La rivalité mimétique

Une jeune fille trisomique entourée de ses parents
© krakenimages.com / Adobe Stock
Radio Notre Dame

Je voudrais vous parler aujourd’hui, de nos désirs, de ce qui nous anime dans notre quête effrénée et quotidienne de nouveaux objets, de nouveaux plaisirs, de nouvelles distractions parce que, certaines personnes handicapées ont, me semble-t-il, un enseignement à nous donner sur ce sujet.

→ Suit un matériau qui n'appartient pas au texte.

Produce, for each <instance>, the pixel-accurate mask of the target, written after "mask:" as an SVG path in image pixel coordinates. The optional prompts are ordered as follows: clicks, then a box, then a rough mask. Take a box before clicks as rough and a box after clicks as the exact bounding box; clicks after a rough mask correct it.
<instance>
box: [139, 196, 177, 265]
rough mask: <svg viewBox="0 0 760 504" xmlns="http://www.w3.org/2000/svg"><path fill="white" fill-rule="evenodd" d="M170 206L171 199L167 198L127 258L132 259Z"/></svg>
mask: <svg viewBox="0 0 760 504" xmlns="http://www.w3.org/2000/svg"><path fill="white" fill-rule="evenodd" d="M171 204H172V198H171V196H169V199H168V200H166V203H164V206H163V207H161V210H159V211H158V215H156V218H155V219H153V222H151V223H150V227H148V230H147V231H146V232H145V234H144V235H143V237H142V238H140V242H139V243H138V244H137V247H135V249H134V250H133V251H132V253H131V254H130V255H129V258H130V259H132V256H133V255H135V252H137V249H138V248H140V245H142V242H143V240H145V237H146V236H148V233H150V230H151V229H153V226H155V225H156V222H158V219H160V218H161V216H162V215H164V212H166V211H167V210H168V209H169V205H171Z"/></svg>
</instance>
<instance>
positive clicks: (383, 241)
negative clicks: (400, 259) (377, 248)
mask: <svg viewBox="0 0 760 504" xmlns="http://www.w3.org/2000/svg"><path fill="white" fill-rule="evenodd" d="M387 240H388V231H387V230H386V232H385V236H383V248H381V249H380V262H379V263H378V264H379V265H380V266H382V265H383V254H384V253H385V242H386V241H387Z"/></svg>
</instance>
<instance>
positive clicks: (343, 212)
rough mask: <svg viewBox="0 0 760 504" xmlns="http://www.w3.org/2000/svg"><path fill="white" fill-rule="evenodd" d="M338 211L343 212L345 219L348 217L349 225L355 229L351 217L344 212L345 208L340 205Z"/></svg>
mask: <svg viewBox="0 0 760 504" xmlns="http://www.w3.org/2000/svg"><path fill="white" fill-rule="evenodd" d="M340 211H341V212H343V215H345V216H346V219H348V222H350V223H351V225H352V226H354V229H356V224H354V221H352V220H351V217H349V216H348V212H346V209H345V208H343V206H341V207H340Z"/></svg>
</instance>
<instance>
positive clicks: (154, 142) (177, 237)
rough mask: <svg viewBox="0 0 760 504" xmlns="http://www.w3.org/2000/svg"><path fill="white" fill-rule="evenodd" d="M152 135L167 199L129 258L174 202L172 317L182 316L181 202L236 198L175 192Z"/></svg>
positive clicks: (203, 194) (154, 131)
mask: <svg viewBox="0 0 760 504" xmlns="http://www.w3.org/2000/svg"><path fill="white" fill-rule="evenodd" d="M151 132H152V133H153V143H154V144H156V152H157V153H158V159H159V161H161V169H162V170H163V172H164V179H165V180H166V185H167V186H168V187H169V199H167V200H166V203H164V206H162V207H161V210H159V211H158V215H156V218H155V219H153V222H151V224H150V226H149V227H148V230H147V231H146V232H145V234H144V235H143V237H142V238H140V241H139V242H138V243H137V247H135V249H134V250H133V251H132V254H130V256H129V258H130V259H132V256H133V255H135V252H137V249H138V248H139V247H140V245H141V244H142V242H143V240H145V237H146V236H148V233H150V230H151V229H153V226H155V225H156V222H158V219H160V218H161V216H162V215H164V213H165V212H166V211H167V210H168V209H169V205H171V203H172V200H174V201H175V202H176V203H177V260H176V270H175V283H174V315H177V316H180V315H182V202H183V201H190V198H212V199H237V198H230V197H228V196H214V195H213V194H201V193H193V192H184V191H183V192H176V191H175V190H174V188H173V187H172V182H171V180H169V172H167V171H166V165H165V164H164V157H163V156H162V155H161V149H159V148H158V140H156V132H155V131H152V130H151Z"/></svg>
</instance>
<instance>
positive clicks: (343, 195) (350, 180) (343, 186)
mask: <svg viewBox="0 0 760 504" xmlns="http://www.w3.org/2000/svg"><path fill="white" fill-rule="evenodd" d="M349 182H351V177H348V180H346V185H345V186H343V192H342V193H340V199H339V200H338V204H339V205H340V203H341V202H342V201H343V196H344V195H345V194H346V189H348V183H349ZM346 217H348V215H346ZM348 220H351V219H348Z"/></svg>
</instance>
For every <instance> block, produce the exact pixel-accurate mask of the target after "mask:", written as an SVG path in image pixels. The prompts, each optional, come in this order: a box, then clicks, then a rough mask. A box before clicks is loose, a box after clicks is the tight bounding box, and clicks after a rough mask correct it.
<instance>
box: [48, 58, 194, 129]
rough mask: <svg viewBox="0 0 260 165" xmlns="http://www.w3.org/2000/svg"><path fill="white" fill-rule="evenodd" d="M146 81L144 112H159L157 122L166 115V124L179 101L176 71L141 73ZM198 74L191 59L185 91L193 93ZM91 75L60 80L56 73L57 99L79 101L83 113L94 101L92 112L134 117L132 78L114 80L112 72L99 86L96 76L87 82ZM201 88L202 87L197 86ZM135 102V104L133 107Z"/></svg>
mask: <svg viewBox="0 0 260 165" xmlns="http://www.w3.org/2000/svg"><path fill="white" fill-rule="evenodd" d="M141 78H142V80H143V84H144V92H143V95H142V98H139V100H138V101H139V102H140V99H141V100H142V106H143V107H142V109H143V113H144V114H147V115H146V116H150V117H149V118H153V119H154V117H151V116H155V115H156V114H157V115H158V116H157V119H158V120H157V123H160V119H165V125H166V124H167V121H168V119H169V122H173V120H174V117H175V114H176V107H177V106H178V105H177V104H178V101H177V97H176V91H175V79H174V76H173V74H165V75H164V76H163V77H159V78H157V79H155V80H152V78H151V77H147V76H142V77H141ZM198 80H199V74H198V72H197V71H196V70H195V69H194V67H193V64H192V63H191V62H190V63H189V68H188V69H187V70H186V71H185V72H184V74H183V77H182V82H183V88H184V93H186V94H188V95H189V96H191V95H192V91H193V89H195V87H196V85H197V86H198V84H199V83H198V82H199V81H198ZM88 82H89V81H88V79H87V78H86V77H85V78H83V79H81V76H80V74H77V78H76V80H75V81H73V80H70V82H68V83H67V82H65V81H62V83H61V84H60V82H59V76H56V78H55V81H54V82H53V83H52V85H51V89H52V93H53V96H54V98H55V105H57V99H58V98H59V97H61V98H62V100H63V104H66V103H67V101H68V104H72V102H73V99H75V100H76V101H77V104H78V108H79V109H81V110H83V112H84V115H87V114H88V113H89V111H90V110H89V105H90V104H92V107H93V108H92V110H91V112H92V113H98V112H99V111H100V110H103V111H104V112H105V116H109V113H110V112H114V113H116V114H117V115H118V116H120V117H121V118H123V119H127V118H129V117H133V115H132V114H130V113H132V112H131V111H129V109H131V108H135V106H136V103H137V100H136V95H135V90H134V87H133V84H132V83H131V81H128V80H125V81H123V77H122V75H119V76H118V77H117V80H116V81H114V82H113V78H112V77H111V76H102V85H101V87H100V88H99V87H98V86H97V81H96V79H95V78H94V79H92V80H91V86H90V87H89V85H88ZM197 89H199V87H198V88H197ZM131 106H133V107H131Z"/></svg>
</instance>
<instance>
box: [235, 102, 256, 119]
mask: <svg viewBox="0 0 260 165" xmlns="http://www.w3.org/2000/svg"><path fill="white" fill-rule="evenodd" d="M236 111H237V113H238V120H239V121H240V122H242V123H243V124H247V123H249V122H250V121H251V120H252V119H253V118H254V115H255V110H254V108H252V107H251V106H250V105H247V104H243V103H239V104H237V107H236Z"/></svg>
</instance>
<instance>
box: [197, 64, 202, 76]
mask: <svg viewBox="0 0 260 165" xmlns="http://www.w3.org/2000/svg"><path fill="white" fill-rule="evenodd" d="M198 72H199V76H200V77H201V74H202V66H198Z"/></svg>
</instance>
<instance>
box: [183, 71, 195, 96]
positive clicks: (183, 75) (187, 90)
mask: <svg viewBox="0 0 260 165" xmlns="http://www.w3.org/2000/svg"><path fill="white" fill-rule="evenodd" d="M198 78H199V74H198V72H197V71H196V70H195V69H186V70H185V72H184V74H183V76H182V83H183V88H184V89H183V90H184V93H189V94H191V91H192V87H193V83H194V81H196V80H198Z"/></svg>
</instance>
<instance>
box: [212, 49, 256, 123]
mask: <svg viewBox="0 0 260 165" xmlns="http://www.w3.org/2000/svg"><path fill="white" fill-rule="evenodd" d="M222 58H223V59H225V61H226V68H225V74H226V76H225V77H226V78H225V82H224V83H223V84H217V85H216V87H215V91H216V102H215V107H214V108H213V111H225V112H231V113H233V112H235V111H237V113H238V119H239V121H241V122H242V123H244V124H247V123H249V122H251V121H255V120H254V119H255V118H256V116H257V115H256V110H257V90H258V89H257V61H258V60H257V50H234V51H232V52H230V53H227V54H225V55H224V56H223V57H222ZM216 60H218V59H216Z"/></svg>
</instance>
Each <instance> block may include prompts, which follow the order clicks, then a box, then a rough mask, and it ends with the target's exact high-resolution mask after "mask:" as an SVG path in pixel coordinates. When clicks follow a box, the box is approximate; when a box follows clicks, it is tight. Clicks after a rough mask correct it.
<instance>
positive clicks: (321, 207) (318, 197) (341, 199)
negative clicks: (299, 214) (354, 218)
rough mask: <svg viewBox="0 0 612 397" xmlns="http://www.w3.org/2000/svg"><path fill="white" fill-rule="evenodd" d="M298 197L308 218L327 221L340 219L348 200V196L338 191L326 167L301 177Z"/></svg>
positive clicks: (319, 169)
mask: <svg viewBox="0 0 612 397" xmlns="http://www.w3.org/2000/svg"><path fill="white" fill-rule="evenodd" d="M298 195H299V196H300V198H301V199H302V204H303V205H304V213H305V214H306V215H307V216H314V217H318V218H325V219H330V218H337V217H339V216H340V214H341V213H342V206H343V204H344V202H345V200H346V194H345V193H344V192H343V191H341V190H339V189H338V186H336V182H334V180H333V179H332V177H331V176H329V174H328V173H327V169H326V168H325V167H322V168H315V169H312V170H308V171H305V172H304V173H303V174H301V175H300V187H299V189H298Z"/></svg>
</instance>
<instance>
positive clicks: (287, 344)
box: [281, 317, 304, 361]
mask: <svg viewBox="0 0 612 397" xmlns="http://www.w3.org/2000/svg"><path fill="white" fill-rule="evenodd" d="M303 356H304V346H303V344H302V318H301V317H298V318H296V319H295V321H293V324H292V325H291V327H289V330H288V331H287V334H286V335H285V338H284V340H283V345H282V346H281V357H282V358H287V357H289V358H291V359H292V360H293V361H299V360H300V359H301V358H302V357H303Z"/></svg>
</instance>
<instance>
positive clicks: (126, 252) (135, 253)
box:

C’est un ami, papa d’une jeune femme trisomique, qui m’a inspiré cette chronique en me confiant il y a peu de temps et je le cite : « Je me dis que l’une des choses qu’Alice (sa fille) apporte autour d’elle, c’est qu’elle n’est pas vue comme une rivale, car ses faiblesses sont trop manifestes. A son contact, les personnes non handicapées goûtent à ce qu’est une relation non polluée par la rivalité mimétique qui nous asservit si souvent ».

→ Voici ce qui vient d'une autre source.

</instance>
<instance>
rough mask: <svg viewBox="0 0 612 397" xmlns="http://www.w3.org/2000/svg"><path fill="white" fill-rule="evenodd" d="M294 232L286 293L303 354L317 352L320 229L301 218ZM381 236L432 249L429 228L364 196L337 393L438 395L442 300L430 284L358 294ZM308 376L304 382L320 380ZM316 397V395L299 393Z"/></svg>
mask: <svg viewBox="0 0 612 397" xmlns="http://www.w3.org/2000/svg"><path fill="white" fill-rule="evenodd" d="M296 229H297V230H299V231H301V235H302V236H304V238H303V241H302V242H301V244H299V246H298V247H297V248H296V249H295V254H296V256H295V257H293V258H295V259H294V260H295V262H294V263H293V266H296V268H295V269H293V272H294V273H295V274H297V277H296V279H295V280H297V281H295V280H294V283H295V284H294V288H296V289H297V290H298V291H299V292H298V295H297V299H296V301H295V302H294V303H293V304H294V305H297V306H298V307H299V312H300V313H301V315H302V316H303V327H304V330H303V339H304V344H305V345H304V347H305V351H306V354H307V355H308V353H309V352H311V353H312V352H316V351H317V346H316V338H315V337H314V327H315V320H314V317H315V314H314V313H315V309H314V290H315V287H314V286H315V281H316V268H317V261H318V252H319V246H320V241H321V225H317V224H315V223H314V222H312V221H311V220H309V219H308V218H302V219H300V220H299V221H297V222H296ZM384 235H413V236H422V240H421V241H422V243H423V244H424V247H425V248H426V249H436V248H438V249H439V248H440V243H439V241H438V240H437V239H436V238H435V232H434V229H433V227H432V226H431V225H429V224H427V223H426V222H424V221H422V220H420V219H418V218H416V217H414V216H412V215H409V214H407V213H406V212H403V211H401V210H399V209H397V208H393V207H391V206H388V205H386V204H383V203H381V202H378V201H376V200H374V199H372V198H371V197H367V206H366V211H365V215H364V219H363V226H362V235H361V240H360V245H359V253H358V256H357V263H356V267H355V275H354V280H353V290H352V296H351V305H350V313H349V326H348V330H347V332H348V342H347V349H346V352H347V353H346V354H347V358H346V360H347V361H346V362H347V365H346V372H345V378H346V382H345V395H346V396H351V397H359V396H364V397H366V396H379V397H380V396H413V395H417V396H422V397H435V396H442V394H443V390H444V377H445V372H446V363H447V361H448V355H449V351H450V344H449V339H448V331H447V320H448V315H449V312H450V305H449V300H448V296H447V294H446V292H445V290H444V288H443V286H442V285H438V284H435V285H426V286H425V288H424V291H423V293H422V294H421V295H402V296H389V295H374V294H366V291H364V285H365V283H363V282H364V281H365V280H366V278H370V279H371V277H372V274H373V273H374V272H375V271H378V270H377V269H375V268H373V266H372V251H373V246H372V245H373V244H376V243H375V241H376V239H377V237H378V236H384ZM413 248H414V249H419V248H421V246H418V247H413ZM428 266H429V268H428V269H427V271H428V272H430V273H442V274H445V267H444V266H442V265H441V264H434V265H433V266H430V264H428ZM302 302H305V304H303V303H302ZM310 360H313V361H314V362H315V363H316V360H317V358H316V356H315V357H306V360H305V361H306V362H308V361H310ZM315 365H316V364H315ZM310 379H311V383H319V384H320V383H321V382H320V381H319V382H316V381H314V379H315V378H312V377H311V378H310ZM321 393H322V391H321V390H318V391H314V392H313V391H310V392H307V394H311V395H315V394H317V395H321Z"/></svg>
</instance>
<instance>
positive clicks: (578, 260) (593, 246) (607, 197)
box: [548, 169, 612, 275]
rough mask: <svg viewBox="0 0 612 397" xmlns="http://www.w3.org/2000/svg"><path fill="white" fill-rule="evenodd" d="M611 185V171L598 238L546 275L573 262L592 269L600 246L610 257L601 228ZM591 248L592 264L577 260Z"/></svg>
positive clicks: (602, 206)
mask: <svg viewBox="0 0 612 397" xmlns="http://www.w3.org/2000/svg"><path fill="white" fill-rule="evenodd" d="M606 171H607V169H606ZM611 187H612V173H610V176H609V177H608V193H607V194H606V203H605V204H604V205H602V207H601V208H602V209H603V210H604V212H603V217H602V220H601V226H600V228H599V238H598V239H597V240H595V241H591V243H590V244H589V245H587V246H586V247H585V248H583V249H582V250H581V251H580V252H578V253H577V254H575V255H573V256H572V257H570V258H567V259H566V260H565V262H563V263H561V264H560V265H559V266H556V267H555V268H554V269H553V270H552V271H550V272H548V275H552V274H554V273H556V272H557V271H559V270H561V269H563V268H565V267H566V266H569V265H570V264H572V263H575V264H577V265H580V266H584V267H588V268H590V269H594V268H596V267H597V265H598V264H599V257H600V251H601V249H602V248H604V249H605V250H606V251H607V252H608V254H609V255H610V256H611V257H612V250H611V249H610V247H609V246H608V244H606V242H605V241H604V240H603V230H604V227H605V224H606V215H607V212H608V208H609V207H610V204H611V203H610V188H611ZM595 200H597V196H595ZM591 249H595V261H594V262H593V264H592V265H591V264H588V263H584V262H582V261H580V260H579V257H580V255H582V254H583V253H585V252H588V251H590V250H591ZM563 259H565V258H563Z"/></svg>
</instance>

Simon : Pouvez-vous nous expliquer ce qu’est la rivalité mimétique ?

C’est René Girard, anthropologue, disparu il y a quelques années qui a identifié ce phénomène présent dans toutes les cultures et toutes les époques. Cela l’a rendu célèbre. Je vous invite d’ailleurs à lire certain de ses nombreux ouvrages sur le thème.

Pour résumer, René Girard constate que devant les différentes possibilités qui s’offrent à nous, quel que soit le sujet, le premier moteur de notre choix consiste à désirer ce que l’autre désire déjà. D’où le terme de rivalité mimétique car l’autre devient rapidement un rival quand je commence à désirer ce qu’il possède. Cette rivalité mimétique entraîne une concurrence, source de tension, voire de violence. Nous sommes donc pris dans un engrenage mimétique.

A découvrir également : je rêve d’un monde régi par la loi du plus faible

Simon : Comment peut-on sortir de cet engrenage ?

Certaines personnes handicapées, comme Alice, y parviennent avec une facilité déconcertante. En effet, Alice ne s’attache pas particulièrement à ce que je possède, ne jalouse pas ma position sociale, mon argent, ma voiture… Etre en relation avec elle est apaisant, voire même pacifiant, car précisément Alice ne m’entraîne pas dans cette dynamique mortifère de la rivalité mimétique, si bien décrite par René Girard.

Le papa d’Alice en est témoin et dit : « Au contact d’Alice, on fait cette expérience de libération de la rivalité mimétique si bénéfique et si pacifiante que les gens ont envie de revenir voir Alice ».

Je pense qu’il y a quelque chose de prophétique dans cette simplicité de cœur d’Alice et de nombreuses personnes handicapées. Alice n’est pas intéressée par ce que je possède mais par la façon dont je lui suis présente. Je ne suis pas une rivale pour elle, mais une amie, ou une sœur dans le Christ.

Imaginez un peu Simon un monde dans lequel nous ne serions pas tous rivaux, tous attirés par ce que l’autre possède, imaginez un peu comme notre vie professionnelle, parfois même notre vie familiale ou amicale seraient transformées. C’est pour cette raison que certaines personnes handicapées apportent dans leur environnement, par leur seule présence, une paix étonnante, par leur simple façon d’être présentes à l’autre.

Il y bien là quelque chose de prophétique, comme une annonce du Ciel !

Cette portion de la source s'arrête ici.